Signal processing and machine learning for bioinformatics applications
The bioinformatics -omics application's pipeline include low-level and high-level data processing. After data acquisition using specific devices like the Liquid Chromatography Mass Spectrometry/Tandem Mass Spectrometry (LC-MS/MS), the low-level processing aim is to clean the data by getting help of signal processing, statistics, computer sciences and applied mathematics techniques. This level quantifies the features (Proteins, Genes, Metabolites etc.) and high-level data processing is applied to find the biomarkers or the most informative features, which can be used to build a classifier to distinguish between cancer and normal samples or to model the genetic pathway of a disease.
In this work, we perform a broad study on existing method on both low/ligh-level processing steps, and we could develop our own algorithms to improve the existing results. We've developed Peak-Link (PL) algorithm and MZDASoft software specifically the proteomics data. We also, proposed a feature selection method, which called PSI to extract the informative genes/proteins in biological samples. PL uses information in both the time and frequency domain as inputs to a non-linear support vector machine (SVM) classifier. The PL algorithm first uses a threshold on retention time to remove candidate corresponding peaks with excessively large elution time shifts, then PL calculates the correlation between a pair of candidate peaks after removing noise through wavelet transformation. After converting retention time and peak shape correlation to statistical scores, an SVM classifier is trained and applied for differentiating corresponding and non-corresponding peptide peaks. PL is tested in two challenging cases, in which LC-MS/MS samples are collected from different disease states and from different labs. Testing results show significant improvement in linking accuracy comparing to other algorithms.
MZDASoft is a new architecture based on parallel processing, which extracts LC-MS peak features, and saves them in database files to enable the implementation of PL for multiple samples. The software has been deployed in High Performance Computing (HPC) environments. The core part of the software, MZDASoft Parallel Peak Extractor (PPE), which is publically available and can be downloaded with users and developer's guide. It can be run on HPC centers directly. The quantification applications, MZDASoft TandemQuant and MZDASoft PeakLink are written in MATLAB, which are compiled with MATLAB runtime compiler. A sample script that incorporates all necessary processing steps of MZDASoft for LC-MS/MS quantification in a parallel processing environment is available. The project webpage is http://compgenomics.utsa.edu/zgroup/MZDASoft. The proposed architecture enables the implementation of PeakLink for multiple samples. Significantly more (100%--500%) proteins can be compared over multiple samples with better quantification accuracy in test cases.

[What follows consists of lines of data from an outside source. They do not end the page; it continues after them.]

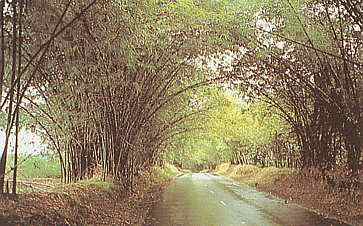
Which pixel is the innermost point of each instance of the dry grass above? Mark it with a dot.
(300, 188)
(89, 202)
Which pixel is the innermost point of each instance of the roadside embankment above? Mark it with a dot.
(88, 202)
(303, 189)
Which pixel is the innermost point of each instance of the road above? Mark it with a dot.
(208, 200)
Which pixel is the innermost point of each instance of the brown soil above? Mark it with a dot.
(80, 206)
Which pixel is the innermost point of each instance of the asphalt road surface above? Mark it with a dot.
(207, 200)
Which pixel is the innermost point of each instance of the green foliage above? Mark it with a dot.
(229, 124)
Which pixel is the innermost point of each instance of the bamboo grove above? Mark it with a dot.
(102, 83)
(318, 90)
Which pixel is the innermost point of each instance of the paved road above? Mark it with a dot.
(208, 200)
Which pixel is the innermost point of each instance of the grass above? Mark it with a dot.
(166, 173)
(35, 167)
(253, 175)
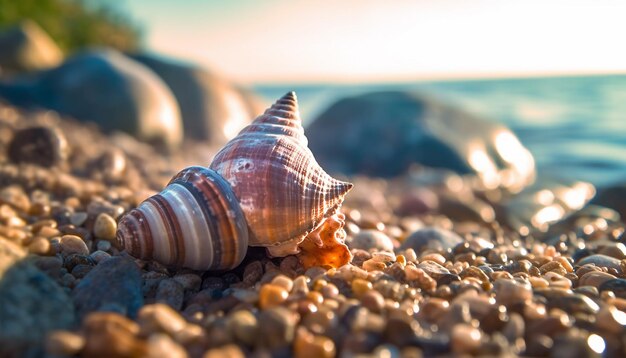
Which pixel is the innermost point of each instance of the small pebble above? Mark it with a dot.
(105, 227)
(72, 244)
(64, 343)
(272, 295)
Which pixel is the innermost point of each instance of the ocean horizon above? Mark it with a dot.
(575, 126)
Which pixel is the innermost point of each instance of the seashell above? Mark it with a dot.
(264, 188)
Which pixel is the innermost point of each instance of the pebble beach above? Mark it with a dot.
(437, 269)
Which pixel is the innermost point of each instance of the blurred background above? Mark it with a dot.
(551, 71)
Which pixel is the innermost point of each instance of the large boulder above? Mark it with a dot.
(212, 108)
(107, 88)
(26, 47)
(382, 134)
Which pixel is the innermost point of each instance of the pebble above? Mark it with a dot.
(509, 292)
(31, 305)
(594, 278)
(244, 326)
(103, 245)
(162, 346)
(78, 219)
(64, 343)
(371, 240)
(465, 339)
(72, 244)
(309, 345)
(617, 286)
(45, 146)
(230, 351)
(272, 295)
(601, 261)
(431, 238)
(279, 326)
(170, 292)
(111, 335)
(105, 227)
(160, 317)
(97, 291)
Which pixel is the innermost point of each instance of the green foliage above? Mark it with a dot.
(74, 24)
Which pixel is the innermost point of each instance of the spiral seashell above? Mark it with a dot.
(264, 188)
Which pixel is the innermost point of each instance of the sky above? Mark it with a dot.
(284, 41)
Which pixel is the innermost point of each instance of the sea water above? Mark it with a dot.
(575, 127)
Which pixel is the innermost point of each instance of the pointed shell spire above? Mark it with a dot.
(264, 188)
(282, 190)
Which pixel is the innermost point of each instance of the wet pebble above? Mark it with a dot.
(372, 240)
(170, 292)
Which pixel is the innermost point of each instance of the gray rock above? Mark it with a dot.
(115, 92)
(212, 109)
(431, 238)
(26, 47)
(113, 285)
(170, 292)
(383, 133)
(31, 305)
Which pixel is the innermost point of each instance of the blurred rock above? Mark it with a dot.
(31, 305)
(107, 88)
(383, 133)
(212, 109)
(26, 47)
(113, 286)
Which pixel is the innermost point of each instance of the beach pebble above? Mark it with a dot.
(465, 339)
(160, 317)
(230, 351)
(110, 334)
(170, 292)
(509, 292)
(601, 261)
(431, 238)
(617, 286)
(272, 295)
(244, 326)
(279, 326)
(43, 146)
(72, 244)
(161, 346)
(372, 240)
(64, 343)
(114, 285)
(105, 227)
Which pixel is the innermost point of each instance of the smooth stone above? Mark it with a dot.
(159, 317)
(403, 128)
(431, 238)
(371, 240)
(114, 285)
(601, 261)
(618, 286)
(40, 145)
(116, 93)
(212, 109)
(31, 305)
(278, 326)
(109, 334)
(594, 278)
(509, 292)
(26, 47)
(105, 227)
(170, 292)
(72, 244)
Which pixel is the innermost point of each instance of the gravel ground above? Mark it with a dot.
(438, 269)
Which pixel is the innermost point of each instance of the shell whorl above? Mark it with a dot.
(194, 222)
(281, 188)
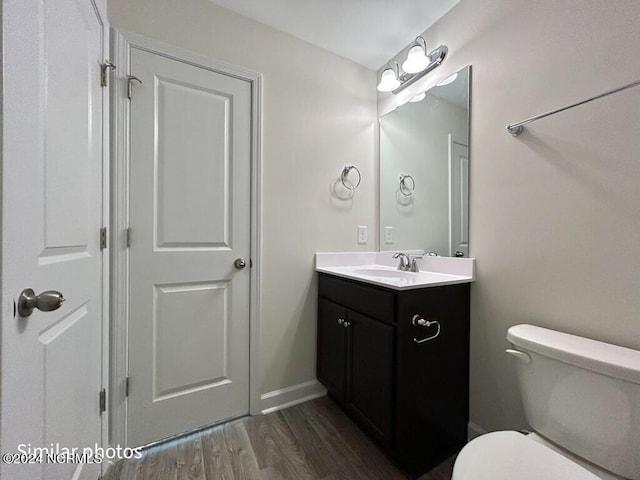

After getting and cleaning the data, biologist are interested in capturing the important genes to differentiate between normal and cancer patients. Despite of having wide rage of feature selection methods for microarray datasets, still researchers far from having a major method works to all kind of biological samples. Lack of a robust algorithm for distinguishing target feature to a disease and removing irrelevant and redundant features is a big challenge in high-throughput -omics experiments. We make the interested researchers aware of the performance of 13 more commonly used methods on large dataset, which consists of 22 microarray gene expression binary class datasets. Also, we present an algorithm, Positive Synergy Index (PSI) and compare it with 13 selected methods. Specifically, we compare the classification accuracy and running time between theses well-known feature selection methods as well as PSI. Each algorithm applied to all datasets separately to rank the features based on its decision rules, the we applied top 50 features reported by that method to SVM and KNN classifiers to separate cancer and normal samples. The average results of all methods compared and shows that PSI in average has slightly better results than other methods, while has less time complexity than cooperative index and k-TSP methods, which like PSI, use similar concept in ranking the features.